A source told the South China Morning Post that a “harsher model” was being applied in this case because Anbang’s funding involves millions of retail investors.

Groups like HNA have started selling off assets to repay their debts. Photo: Reuters

Such efforts are part of Beijing’s overall strategy to manage financial risk, one of President Xi Jinping’s main priorities.

The blurred lines between banking, securities, insurance, property and other assets held by the country’s tycoons are seen as risky because their activities have happened out of the sight of the country’s market watchdogs.

Zhou Xiaochuan, the outgoing Chinese central bank governor, has said the country is developing rules to clip the wings of the big financial conglomerates. The authorities have also decided to merge the banking and insurance regulators into one body to improve supervision.

Xie, 57, who sometime goes by his English name of Forest, has kept a low profile.

He worked in a state-owned printing factory in his early career and created ZEG as a timber company in 1995 in Yichun, a region of Heilongjiang which is best known for its woodlands.

His business began to take off after he made a killing from taking part in private placements of Chinese listed companies, according to a report by the Beijing News in January this year.

A former employee from Hengtian Fortune, a wealth management firm, said it was officially an independent entity selling various wealth management products but was actually controlled by Xie.

“Xie is not the chairman nor the biggest shareholder on paper, but everyone knows he is the boss,” said the former executive.

“At an executive meeting, the chairman once pulled out a piece of paper and started to read out as it was ‘a note of congratulation and encouragement sent to us by Mr Xie’.”

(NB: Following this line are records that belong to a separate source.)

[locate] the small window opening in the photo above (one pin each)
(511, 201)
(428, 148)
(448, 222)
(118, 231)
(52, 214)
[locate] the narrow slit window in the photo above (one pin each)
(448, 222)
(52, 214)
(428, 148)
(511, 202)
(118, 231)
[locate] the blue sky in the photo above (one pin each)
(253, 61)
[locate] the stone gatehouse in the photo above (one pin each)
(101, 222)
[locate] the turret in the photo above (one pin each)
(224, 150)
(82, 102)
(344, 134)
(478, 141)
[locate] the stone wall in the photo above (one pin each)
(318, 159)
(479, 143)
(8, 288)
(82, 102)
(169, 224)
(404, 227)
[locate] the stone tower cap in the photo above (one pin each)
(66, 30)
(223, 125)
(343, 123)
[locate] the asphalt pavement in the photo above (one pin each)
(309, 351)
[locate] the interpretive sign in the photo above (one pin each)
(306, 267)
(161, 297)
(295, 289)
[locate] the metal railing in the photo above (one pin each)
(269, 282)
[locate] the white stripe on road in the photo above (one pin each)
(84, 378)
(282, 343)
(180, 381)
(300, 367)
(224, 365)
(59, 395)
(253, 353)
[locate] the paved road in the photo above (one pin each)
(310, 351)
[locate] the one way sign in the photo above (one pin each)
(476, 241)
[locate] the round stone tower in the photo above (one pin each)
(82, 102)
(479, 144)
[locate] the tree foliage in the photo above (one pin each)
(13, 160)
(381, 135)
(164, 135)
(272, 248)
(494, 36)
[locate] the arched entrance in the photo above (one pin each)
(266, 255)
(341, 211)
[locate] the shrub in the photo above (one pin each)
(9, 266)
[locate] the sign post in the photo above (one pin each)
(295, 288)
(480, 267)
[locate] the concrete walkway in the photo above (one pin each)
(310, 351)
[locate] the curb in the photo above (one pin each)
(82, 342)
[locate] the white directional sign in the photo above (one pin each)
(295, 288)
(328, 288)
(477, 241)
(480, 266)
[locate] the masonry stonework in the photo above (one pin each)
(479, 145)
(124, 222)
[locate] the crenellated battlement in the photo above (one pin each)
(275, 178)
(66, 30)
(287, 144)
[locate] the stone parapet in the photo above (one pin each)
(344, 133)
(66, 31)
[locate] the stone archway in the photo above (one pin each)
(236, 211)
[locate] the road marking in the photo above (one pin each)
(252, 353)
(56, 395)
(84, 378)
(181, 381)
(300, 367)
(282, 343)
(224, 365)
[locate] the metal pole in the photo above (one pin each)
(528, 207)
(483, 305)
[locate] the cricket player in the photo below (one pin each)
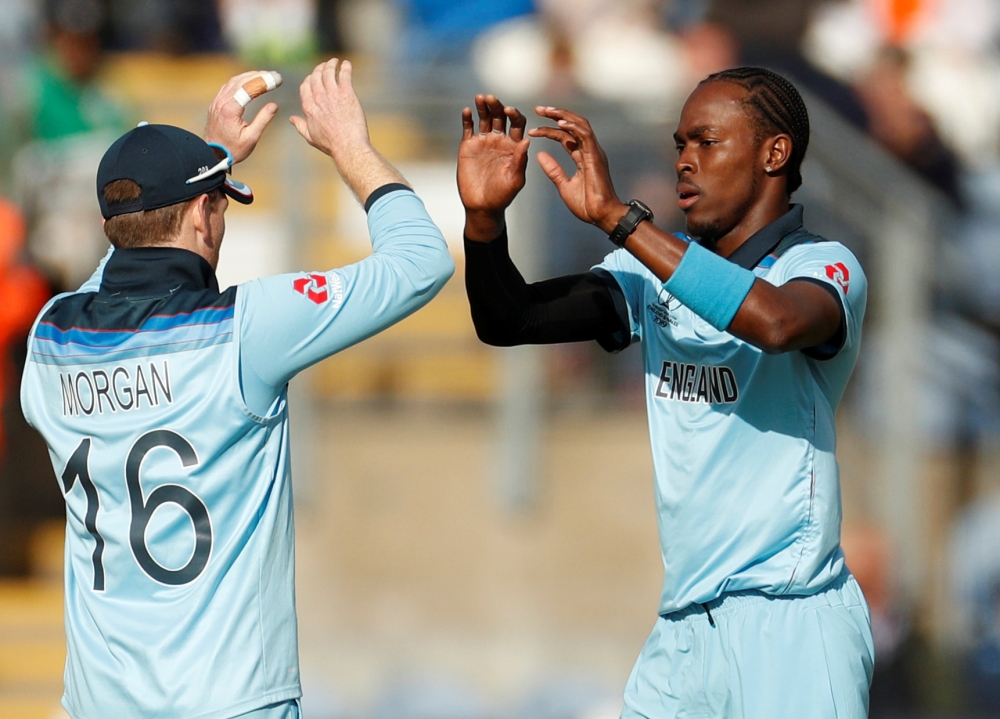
(164, 403)
(750, 327)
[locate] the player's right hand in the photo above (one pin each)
(334, 121)
(491, 165)
(226, 125)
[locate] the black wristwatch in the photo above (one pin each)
(637, 212)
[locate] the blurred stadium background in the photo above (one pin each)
(476, 532)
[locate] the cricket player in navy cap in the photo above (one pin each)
(163, 400)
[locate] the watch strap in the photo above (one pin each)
(637, 212)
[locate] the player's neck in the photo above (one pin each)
(760, 216)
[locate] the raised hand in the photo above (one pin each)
(226, 125)
(491, 165)
(589, 193)
(334, 120)
(335, 124)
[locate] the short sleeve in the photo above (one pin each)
(630, 275)
(836, 267)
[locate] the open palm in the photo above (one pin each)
(492, 162)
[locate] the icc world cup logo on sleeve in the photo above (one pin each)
(840, 274)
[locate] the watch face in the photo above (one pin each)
(642, 206)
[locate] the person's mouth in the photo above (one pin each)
(687, 195)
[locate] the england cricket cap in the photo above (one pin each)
(170, 165)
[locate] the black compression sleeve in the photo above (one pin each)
(507, 311)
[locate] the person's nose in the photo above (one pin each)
(685, 162)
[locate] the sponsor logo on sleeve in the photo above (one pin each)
(320, 288)
(839, 274)
(664, 310)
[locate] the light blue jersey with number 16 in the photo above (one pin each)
(163, 403)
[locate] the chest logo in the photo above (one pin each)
(840, 274)
(664, 310)
(697, 383)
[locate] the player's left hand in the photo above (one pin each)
(226, 125)
(589, 193)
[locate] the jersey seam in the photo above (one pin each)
(238, 315)
(806, 526)
(288, 693)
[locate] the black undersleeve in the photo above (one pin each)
(507, 311)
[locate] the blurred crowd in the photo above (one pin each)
(921, 78)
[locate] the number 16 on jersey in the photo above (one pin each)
(142, 507)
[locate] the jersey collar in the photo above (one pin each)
(156, 271)
(761, 243)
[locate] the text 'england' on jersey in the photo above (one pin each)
(747, 485)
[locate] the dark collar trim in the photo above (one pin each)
(155, 271)
(760, 244)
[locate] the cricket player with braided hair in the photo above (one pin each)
(164, 403)
(750, 327)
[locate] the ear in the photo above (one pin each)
(198, 212)
(777, 151)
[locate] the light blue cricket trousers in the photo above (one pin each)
(748, 655)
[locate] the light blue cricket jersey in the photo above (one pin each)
(747, 484)
(163, 403)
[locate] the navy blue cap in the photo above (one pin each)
(170, 165)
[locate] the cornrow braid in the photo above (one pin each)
(777, 107)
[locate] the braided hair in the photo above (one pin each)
(777, 107)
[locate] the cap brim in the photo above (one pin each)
(238, 191)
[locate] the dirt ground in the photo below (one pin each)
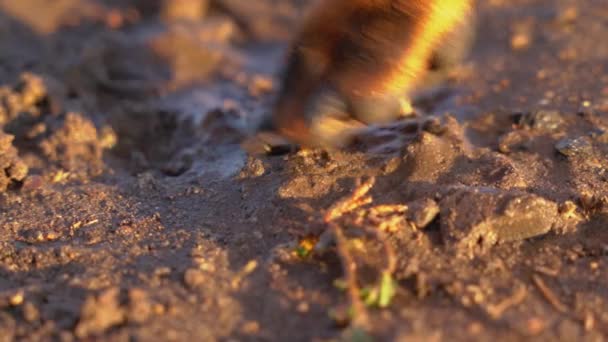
(128, 210)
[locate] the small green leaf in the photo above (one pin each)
(356, 334)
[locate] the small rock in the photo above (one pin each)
(422, 212)
(482, 216)
(580, 146)
(193, 278)
(100, 313)
(140, 307)
(254, 168)
(544, 120)
(30, 312)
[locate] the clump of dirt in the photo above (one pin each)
(482, 218)
(34, 113)
(12, 168)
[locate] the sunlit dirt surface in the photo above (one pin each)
(128, 210)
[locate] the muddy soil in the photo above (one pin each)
(129, 211)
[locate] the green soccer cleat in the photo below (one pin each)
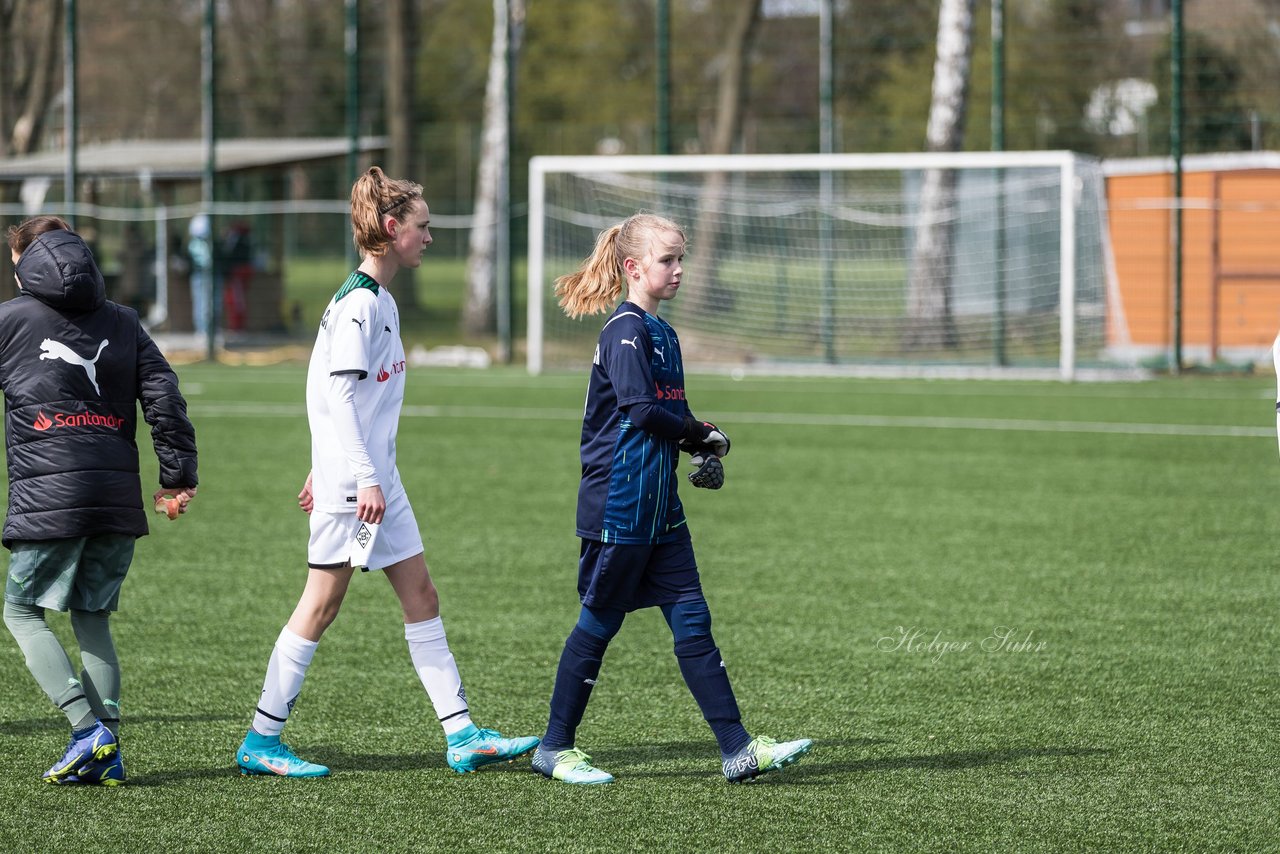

Hengtian Fortune was established in 2011 by the private banking unit of Zhongrong International Trust.

According to its website, the firm has sold 6,824 products so far, raising 751 billion yuan in total and generating 56.1 billion yuan returns for 77,833 clients.

Some of Xie’s subordinates or subsidiaries have been accused in corporate filings and regulatory briefings of being involved in inside trading.

For instance, Li Xuan, the chairman of ZEG Investment, a subsidiary, was fined 300,000 yuan by the China Securities Regulatory Commission in January for insider trading.

The authorities started investigating claims of insider trading following the Chinese stock market rout of 2015.

Xie was not charged with any wrongdoing.

Some of Xie Zhikun’s associates were accused of insider trading in the wake of the 2015 stock market crash. Photo: AFP

In 2016 Xie relocated to Hong Kong, from where he ran his businesses remotely, before returning to the mainland the following year. One source said that after his return he “immediately started to sell off assets to cut the debt”.

Xie could not be contacted for comment.

Last year, the Wall Street Journal reported that Xie had sued a company called XIO Group for allegedly cheating him out of US$1 billion in 2015, a charge that XIO has denied.

Another source, who had business dealings with Xie and who is now living abroad, told the Post that the general feeling among China’s tycoons who had borrowed extensively to expand their business empires, has changed from “getting filthy rich” into a sense that “being safe is already a blessing”.

The source, who declined to be identified, said Chinese tycoons like Xie had to pay off their debts and surrender businesses to others in exchange for security and freedom.

The source added “it’s like the public-private cooperation in the 1950s” when capitalists who had remained in the mainland were persuaded or coerced to hand control of their businesses to the newly founded communist government.